The diagram is separated into three sections: the leftmost section represents the user code, this is the software which uses ResourcePool; the middle one represents the ResourcePool core. For this diagram it makes no difference if you are using ResourcePool::LoadBalancer as well; the right most section represents the resource adapter of the extension.


The purpose of a factory is to store information which is required to create a resource. The factory is constructed and configured by the user code and then passed to the ResourcePool on construction.

The ResourcePool::Factory class acts as base for all factories. Besides the constructor the ResourcePool::Factory defines only two methods which should be overloaded.
create_resource Returns a resource adapter (a ResourcePool::Resource derived class). ResourcePool uses this method to create new resources as required. As a result of the fact the the constructor of a resource adapter may fail and return undef, the create_resource method is also allowed to return undef. In that case ResourcePool would apply the error handling as configured.
info This method is used if ResourcePool does some error reporting. You should return a human readable string which describes the resources which are created through this factory.
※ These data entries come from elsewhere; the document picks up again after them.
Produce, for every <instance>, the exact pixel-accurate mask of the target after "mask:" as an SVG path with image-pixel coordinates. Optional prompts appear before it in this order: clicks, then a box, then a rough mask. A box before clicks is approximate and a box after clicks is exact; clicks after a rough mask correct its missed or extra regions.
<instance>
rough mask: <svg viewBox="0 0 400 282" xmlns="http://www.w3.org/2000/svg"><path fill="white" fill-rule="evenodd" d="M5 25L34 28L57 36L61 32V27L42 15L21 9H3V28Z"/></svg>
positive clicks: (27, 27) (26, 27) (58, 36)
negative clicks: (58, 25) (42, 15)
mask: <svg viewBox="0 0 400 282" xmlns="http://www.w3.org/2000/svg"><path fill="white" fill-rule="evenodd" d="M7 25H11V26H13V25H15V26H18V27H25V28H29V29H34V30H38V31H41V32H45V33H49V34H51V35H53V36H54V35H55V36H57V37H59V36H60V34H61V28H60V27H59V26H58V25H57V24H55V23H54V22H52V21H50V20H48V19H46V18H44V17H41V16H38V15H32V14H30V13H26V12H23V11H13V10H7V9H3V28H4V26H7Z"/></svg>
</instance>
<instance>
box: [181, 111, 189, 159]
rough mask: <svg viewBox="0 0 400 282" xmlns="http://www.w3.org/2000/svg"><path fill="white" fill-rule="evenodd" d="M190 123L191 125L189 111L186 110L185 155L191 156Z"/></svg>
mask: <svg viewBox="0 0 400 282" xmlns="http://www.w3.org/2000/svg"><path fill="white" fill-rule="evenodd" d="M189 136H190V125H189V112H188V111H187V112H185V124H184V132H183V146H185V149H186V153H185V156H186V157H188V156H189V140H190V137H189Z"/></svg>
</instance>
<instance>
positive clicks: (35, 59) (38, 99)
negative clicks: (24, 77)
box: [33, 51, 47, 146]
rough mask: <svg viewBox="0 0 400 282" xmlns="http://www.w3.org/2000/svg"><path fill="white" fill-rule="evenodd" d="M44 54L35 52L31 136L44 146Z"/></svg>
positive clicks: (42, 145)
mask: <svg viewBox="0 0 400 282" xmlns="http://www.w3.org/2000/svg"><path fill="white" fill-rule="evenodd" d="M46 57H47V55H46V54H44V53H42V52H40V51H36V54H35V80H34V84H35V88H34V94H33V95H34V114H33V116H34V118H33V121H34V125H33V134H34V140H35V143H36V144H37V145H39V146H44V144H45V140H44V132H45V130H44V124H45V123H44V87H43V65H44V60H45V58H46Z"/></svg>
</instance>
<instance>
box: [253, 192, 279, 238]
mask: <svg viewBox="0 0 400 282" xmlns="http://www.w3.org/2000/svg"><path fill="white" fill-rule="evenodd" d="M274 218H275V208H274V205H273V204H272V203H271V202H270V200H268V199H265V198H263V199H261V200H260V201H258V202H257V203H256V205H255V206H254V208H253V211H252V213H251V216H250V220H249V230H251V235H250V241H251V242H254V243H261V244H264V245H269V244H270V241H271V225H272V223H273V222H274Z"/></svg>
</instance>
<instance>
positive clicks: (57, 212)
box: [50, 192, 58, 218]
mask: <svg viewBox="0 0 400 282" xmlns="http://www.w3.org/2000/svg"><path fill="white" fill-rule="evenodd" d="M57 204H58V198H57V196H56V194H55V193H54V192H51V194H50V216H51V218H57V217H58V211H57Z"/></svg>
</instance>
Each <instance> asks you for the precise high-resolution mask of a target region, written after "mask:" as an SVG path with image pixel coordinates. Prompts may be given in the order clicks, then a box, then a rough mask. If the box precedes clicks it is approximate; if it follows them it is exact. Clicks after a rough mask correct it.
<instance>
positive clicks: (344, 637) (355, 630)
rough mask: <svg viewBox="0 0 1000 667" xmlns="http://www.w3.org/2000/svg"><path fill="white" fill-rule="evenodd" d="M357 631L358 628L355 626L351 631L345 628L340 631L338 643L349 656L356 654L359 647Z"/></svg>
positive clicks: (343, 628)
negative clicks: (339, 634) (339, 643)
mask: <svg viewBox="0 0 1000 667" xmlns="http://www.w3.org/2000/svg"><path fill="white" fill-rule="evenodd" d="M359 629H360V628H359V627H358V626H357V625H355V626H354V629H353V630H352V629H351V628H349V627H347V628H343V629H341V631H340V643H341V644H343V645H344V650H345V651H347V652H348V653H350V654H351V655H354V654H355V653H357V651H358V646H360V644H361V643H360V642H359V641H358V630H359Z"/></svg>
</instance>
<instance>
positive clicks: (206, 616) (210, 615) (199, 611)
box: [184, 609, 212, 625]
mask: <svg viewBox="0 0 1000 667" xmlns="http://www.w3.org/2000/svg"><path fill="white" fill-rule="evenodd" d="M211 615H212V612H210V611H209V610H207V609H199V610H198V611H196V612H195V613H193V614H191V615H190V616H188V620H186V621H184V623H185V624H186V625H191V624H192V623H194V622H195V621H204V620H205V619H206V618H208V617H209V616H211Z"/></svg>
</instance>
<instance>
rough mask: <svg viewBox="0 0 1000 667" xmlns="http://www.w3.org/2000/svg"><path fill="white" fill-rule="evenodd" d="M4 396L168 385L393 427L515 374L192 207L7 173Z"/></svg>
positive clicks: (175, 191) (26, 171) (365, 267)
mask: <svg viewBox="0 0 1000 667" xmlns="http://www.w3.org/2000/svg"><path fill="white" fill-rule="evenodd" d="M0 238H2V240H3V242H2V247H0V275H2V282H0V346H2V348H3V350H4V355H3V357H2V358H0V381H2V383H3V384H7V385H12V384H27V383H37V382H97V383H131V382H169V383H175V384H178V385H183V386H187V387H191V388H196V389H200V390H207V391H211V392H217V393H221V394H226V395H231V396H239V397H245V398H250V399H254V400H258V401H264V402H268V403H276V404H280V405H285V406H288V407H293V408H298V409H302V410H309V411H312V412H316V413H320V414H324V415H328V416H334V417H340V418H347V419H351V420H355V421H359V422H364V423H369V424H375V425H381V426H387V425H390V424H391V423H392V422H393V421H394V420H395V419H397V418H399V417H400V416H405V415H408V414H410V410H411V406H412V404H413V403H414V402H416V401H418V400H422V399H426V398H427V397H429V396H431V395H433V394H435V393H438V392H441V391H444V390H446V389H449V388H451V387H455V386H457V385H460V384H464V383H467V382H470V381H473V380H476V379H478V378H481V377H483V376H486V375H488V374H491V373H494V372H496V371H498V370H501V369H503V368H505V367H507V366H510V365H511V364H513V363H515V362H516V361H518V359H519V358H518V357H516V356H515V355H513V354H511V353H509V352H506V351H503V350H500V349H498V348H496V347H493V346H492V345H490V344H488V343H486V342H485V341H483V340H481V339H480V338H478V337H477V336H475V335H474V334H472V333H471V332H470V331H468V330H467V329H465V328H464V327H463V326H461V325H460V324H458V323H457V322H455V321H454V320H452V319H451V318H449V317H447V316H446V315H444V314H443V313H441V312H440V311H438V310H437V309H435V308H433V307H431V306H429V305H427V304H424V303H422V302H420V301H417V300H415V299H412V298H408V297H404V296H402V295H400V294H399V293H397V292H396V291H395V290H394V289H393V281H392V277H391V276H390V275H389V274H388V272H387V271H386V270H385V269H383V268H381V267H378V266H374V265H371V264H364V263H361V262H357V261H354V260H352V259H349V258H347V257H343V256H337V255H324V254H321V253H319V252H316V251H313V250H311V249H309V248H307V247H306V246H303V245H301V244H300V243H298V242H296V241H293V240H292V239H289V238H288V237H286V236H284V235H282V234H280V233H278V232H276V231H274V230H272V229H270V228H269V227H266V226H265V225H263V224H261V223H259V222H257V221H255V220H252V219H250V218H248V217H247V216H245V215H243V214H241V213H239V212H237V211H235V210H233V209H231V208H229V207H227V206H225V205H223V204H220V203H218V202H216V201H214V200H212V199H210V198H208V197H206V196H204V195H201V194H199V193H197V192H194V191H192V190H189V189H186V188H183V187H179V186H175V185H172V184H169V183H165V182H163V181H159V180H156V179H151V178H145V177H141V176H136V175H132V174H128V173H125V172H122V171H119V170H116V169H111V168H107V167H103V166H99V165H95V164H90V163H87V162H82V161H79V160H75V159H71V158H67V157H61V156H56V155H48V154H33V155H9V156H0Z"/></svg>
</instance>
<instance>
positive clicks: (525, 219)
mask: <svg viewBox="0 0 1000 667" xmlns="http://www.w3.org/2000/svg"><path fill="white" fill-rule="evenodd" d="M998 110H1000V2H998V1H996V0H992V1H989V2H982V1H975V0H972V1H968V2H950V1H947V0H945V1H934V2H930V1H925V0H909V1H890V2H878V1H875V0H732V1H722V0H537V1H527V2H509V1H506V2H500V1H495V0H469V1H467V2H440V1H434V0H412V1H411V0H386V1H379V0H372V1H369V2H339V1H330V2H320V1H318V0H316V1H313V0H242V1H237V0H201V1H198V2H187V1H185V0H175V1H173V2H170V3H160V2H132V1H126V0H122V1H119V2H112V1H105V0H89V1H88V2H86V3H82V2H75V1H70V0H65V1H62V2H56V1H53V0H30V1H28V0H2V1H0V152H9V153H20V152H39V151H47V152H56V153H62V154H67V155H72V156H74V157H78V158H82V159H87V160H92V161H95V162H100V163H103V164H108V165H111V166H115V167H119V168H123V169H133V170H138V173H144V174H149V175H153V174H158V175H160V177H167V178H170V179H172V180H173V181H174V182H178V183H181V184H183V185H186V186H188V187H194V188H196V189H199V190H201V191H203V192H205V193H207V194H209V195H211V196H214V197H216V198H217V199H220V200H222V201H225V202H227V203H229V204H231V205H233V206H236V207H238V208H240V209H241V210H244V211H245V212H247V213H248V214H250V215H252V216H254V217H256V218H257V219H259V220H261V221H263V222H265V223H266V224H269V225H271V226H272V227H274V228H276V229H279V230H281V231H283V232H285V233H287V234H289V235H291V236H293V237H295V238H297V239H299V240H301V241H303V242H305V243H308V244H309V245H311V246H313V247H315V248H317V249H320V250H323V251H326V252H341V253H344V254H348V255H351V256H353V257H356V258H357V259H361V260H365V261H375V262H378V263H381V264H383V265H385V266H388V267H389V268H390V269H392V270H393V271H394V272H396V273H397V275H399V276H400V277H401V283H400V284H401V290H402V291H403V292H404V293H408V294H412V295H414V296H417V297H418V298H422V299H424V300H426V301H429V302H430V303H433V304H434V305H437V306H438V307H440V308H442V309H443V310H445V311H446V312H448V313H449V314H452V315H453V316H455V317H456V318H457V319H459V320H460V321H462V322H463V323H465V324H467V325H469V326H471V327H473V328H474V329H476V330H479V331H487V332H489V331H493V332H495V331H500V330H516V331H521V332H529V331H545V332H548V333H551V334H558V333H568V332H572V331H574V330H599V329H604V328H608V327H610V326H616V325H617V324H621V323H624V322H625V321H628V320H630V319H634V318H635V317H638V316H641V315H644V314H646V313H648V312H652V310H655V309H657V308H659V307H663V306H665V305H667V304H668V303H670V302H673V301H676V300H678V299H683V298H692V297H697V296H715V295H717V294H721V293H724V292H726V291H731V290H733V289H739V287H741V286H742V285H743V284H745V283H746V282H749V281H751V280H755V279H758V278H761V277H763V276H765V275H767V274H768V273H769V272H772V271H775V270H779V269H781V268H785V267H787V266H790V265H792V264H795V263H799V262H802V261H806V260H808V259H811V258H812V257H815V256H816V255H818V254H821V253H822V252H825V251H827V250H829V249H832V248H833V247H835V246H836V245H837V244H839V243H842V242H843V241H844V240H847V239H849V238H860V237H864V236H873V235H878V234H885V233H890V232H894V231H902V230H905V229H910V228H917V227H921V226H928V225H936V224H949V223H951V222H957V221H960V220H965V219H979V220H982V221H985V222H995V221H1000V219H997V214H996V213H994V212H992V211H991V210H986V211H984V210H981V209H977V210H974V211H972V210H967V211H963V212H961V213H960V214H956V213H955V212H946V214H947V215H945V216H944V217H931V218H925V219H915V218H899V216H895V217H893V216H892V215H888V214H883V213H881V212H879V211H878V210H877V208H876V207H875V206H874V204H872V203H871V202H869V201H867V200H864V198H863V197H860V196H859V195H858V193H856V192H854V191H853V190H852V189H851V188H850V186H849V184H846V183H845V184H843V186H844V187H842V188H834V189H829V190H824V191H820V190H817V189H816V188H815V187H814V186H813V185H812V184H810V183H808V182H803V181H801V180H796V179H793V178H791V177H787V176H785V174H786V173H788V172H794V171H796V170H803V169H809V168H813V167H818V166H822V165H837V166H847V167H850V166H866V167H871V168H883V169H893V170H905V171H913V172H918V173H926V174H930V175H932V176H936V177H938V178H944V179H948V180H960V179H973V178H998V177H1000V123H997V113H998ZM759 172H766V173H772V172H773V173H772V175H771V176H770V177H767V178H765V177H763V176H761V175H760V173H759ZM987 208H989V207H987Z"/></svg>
For a database resource this could be the data-source name.

Naming conventions

As you have learned every ResourcePool consists of two parts. The namespace where you should place this two packages are ResourcePool::Factory and ResourcePool::Resource. Below this two namespaces you should add the complete perl-class name for which resource your extension is. E.g. The Net::LDAP factory and resource adapter are called ResourcePool::Factory::Net::LDAP and ResourcePool::Resource::Net::LDAP.

If you upload you extension to CPAN you should name the package according to your resource adapter name.


The reality delivers the best examples. Please have a look into the implementation of the already existing extensions like DBI or Net::LDAP.


ResourcePool, ResourcePool::Resource, ResourcePool::Factory


    Copyright (C) 2001-2009 by Markus Winand <>

    This program is free software; you can redistribute it and/or
    modify it under the same terms as Perl itself.